Hingga saat ini, pelajaran muatan lokal yang dipakai di sekolah-sekolah di Tegal adalah pelajaran Bahasa Jawa wetanan yang dipakai oleh orang-orang Semarang-Surakarta-Jogjakarta. Hal ini tentu saja membuat pelajaran tersebut akan sia-sia karena tidak dipakai di kehidupan sehari-hari. Selain itu, tidak dipelajarinya bahasa Tegalan di sekolah-sekolah tentu saja membuat perkembangan dan kelestarian bahasa Tegalan kian terancam.

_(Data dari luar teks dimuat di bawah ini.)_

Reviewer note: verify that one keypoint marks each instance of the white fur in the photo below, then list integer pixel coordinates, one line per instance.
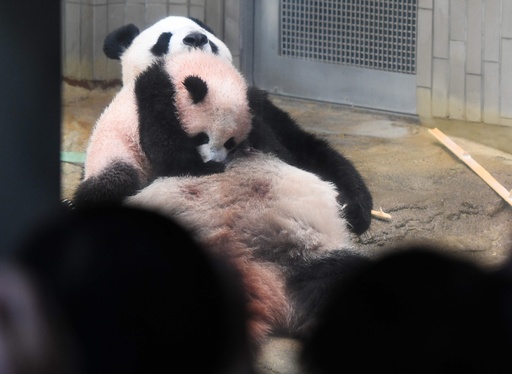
(138, 56)
(115, 136)
(265, 203)
(223, 114)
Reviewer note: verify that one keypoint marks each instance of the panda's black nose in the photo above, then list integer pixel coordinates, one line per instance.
(195, 39)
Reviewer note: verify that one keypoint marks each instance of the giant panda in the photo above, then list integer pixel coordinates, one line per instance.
(137, 50)
(272, 130)
(181, 116)
(281, 228)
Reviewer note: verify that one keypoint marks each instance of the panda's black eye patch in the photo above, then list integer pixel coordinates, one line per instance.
(196, 87)
(162, 44)
(215, 49)
(200, 139)
(230, 144)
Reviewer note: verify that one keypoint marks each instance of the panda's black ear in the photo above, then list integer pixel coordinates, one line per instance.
(119, 40)
(196, 87)
(162, 44)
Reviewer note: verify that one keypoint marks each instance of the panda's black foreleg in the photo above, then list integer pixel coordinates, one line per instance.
(311, 283)
(168, 148)
(118, 181)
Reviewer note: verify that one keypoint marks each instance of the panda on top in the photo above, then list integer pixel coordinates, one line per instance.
(272, 130)
(187, 138)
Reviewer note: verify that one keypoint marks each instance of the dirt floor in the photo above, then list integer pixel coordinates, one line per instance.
(429, 193)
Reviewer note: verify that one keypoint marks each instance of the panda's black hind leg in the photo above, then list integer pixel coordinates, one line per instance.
(111, 186)
(311, 283)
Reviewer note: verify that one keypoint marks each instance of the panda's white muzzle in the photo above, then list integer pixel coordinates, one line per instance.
(209, 154)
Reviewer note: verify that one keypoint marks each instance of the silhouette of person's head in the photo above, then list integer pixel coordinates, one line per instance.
(414, 311)
(133, 293)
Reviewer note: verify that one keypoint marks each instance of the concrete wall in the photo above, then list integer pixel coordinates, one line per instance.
(85, 23)
(464, 68)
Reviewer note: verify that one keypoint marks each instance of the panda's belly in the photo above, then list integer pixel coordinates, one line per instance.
(274, 209)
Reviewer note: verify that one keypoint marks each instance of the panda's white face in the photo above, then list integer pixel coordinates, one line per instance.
(183, 34)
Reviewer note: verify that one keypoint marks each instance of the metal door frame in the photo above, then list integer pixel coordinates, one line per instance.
(287, 76)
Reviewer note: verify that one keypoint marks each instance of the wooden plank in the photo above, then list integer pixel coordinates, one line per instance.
(475, 166)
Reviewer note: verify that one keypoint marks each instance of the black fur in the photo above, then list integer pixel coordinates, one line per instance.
(119, 40)
(162, 44)
(196, 87)
(195, 39)
(215, 49)
(169, 149)
(111, 186)
(275, 129)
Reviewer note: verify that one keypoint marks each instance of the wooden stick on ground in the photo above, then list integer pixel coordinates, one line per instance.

Framing media saat ini seperti sinetron yang menggunakan bahasa Tegal sebagai bahasa kaum pembantu dan supir serta bahan lawakan di acara-acara komedi juga semakin membuat kebanyakan orang Tegal yang merantau di kota-kota besar semakin minder dan enggan menuturkan dialek Tegalan. Keluarga-keluarga muda di Tegal juga mulai mengajarkan anak-anaknya Bahasa Indonesia ataupun Bahasa Jawa wetanan sebagai bahasa sehari-hari dibandingkan dengan Bahasa Tegalan karena dianggap lebih prestisius. Tegal pun mengalami krisis bahasa daerahnya sendiri, Bahasa Tegalan.
Untuk mengatasi krisis bahasa tersebut, tentu saja perlu beberapa tidakan yang harus dilakukan oleh semua warga Tegal, baik pemerintah maupun masyarakatnya harus mulai menjunjung Bahasa Tegal sebagai bahasa sehari-hari dan bagian dari kekayaan budaya daerah yang tidak boleh punah. Untungnya, Tegal memiliki orang-orang yang masih peduli untuk melestarikan Bahasa Tegal. Pada tahun 2006 lalu Kongres Bahasa Tegal I diadakan sebagai upaya untuk mengkaji dan mengembangkan Bahasa Tegal agar Bahasa Tegal tetap lestari. Upaya-upaya untuk melestarikan Bahasa Tegalan juga dilakukan oleh Hadi Utomo yang menyusun kamus Bahasa Tegal-Indonesia yang sekarang sudah terdapat 5000 kosakata di dalamnya.
Selain itu, upaya-upaya mengembangkan dan melestarikan Bahasa Tegalan juga dapat dilakukan dengan memasukan unsur dialek Tegalan ke dalam produk-produk kesenian dan budaya, seperti teater, drama, lagu-lagu, atau bahkan sastra Tegalan. Akhir-akhir ini Tegal dikejutkan dengan sebuah film berjudul Turah yang beraktor orang-orang Tegal, berlatar di Tegal dan seluruh dialog dalam filmnya menggunakan bahasa Tegal. Meskipun menggunakan bahasa daerah, film berdurasi 89 menit tersebut berhasil mendapatkan penghargaan internasional seperti Geber Award dan Netpac Award dalam Jogja-Netpac Asian Film Festival, dan kategori Asian Feature Film Special Mention diraih dalam Singapore International Film Festival. FIlm Turah sendiri sudah berkeliling di berbagai festival film baik di Indonesia ataupun dunia Internasional. Film tersebut menunjukkan bahwa Bahasa Tegal bukanlah bahasa kasta terendah, bahwa Bahasa Tegal adalah identitas Wong Tegal dan bagian dari kekayaan budaya nusantara yang harus dilestarikan, bahwa tidak ada alasan lagi untuk minder menuturkan Bahasa Tegal.